New parks, pool driving up tax levy

With new parks and a new swimming pool come new costs to keep them going, park officials say. In February, island voters will be asked to approve a new and higher property tax levy – projected to be $1.48 per $1,000 assessed valuation – to pay the bills.

With new parks and a new swimming pool come new costs to keep them going, park officials say.

In February, island voters will be asked to approve a new and higher property tax levy – projected to be $1.48 per $1,000 assessed valuation – to pay the bills.

“It all adds up to a fairly shocking increase,” said Dave Lewis, Bainbridge Island Park and Recreation District director. “(But) we’ve been productive, and there’s just no way around that you have to pay for this stuff.”

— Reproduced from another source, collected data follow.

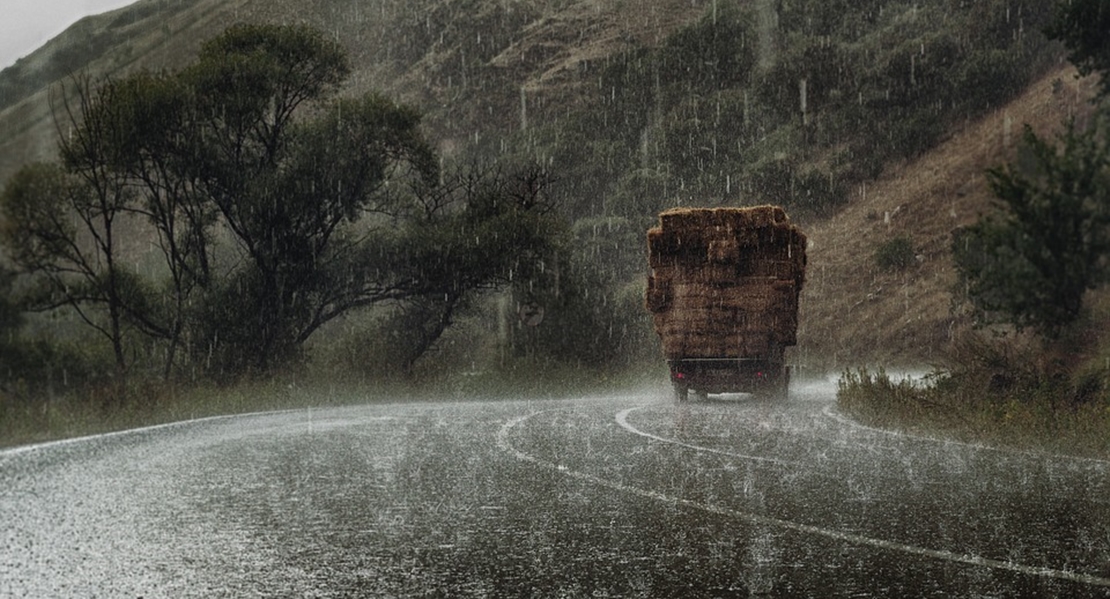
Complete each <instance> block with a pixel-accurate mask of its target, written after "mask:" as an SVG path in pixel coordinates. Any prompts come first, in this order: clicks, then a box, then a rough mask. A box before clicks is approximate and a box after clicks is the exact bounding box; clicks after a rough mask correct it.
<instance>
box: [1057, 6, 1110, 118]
mask: <svg viewBox="0 0 1110 599" xmlns="http://www.w3.org/2000/svg"><path fill="white" fill-rule="evenodd" d="M1046 33H1047V34H1048V37H1049V38H1051V39H1055V40H1059V41H1062V42H1063V44H1064V45H1066V47H1067V48H1068V60H1069V61H1071V63H1072V64H1074V65H1076V68H1078V69H1079V72H1080V73H1081V74H1084V75H1086V74H1090V73H1101V74H1102V78H1101V79H1100V81H1099V85H1100V92H1099V95H1101V97H1106V95H1107V94H1108V93H1110V79H1108V78H1107V77H1106V73H1107V71H1108V70H1110V35H1108V33H1110V4H1107V2H1104V1H1103V0H1060V1H1058V2H1057V3H1056V6H1055V12H1053V14H1052V20H1051V22H1050V23H1049V26H1048V28H1047V29H1046Z"/></svg>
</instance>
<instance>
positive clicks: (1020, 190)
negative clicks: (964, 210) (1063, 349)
mask: <svg viewBox="0 0 1110 599" xmlns="http://www.w3.org/2000/svg"><path fill="white" fill-rule="evenodd" d="M1099 124H1100V126H1094V128H1091V129H1090V130H1088V131H1084V132H1080V131H1077V130H1076V128H1074V125H1073V124H1069V125H1068V128H1067V129H1066V131H1064V132H1063V133H1062V134H1061V135H1060V140H1059V145H1058V146H1057V145H1053V144H1052V143H1050V142H1048V141H1046V140H1041V139H1040V138H1038V136H1037V135H1036V134H1035V133H1033V132H1032V130H1031V129H1029V128H1028V126H1027V128H1026V131H1025V135H1023V148H1025V150H1026V152H1027V155H1026V156H1025V160H1022V161H1019V162H1018V163H1015V164H1009V165H1006V166H1002V167H997V169H991V170H989V171H988V181H989V183H990V186H991V190H992V191H993V193H995V195H996V196H997V204H998V207H999V212H998V214H996V215H992V216H988V217H986V219H983V220H981V221H979V222H978V223H976V224H973V225H971V226H969V227H966V229H965V230H962V231H960V232H959V233H958V234H957V235H956V236H955V238H953V245H952V253H953V257H955V261H956V267H957V271H958V273H959V277H960V284H961V290H960V291H961V293H963V294H966V296H967V297H968V298H969V299H970V302H971V305H972V307H973V308H975V311H976V312H977V313H978V314H979V315H980V316H983V317H986V318H988V319H999V321H1003V322H1010V323H1012V324H1015V325H1017V326H1018V327H1032V328H1035V329H1036V331H1038V332H1039V333H1042V334H1045V335H1047V336H1050V337H1055V336H1057V335H1059V334H1060V333H1061V332H1062V329H1063V328H1064V327H1066V326H1067V325H1068V324H1070V323H1072V322H1074V319H1076V318H1077V317H1078V316H1079V314H1080V308H1081V307H1082V298H1083V294H1084V292H1086V291H1087V290H1090V288H1094V287H1096V286H1098V285H1099V284H1100V283H1102V282H1103V281H1104V278H1106V275H1107V268H1106V266H1107V264H1106V261H1107V256H1108V255H1110V163H1108V161H1107V156H1108V148H1107V140H1106V131H1107V130H1106V128H1104V124H1106V123H1104V121H1100V123H1099Z"/></svg>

If approved by voters, the district’s maintenance and operations levy – collected once, in the first year of a two-year budget cycle – would jump from the current level of $1.26 per $1,000.

Voters two years ago approved a $1.38 park levy, but a tax windfall from new construction and higher property valuations brought the rate back down.

“That could happen again,” Lewis said.

The park district has a full-time staff of 23, including administrators, office staff and a five-person grounds crew, and manages 1,100 acres of active and passive parks and facilities.

The $4.7 million collection would support a proposed two-year operations and capital budget of $7.86 million for 2003-04, with the balance made up by class and user fees from district programs.

The last two-year levy totaled $3.325 million, about 7 percent of islanders’ property tax burden during that period.

The proposed increase, Lewis said, is driven by the number of new facilities that have come online in the past two years.

Recent additions to the district inventory include Blakely Harbor and John Nelson parks; the Hidden Cove and Sands Road ball fields; four miles of public hiking trails; a giant play area at Battle Point Park; and a skateboard park.

Lewis said the district needs to add a maintenance worker to keep up with duties that range from mowing fields and picking up trash, to sweeping leaves from the skate park’s concrete bowl, to regular maintenance of equipment at the KidsUp! playground.

Accounting for about half of increased costs is the Nakata Pool, slated to open in December. The facility will require a new manager and a cadre of part-time workers, on top of significantly higher utility bills.

Admission fees are expected to recover 80 percent of operating costs at the new pool – 68 percent for the two-pool complex as a whole – but the dollar difference must be made up through the tax increase, Lewis said.

While the proposed budget is a significant jump, Lewis said it has been pared by $750,000 from a first round of proposals.

Likely victims of those cuts include a better benefit package for district staff, and a long-deferred merit pay increase for a handful of employees. The latter may be restored, but would be tied to the district’s ending balance in 2003.

“There’s no staff bar and jacuzzi in here, and no staff junkets to Hawaii,” Lewis said of the budget. “This is all nuts and bolts, what we need to run the district as it now exists.”

The board will take public comment on the budget and levy at its Dec. 6 meeting.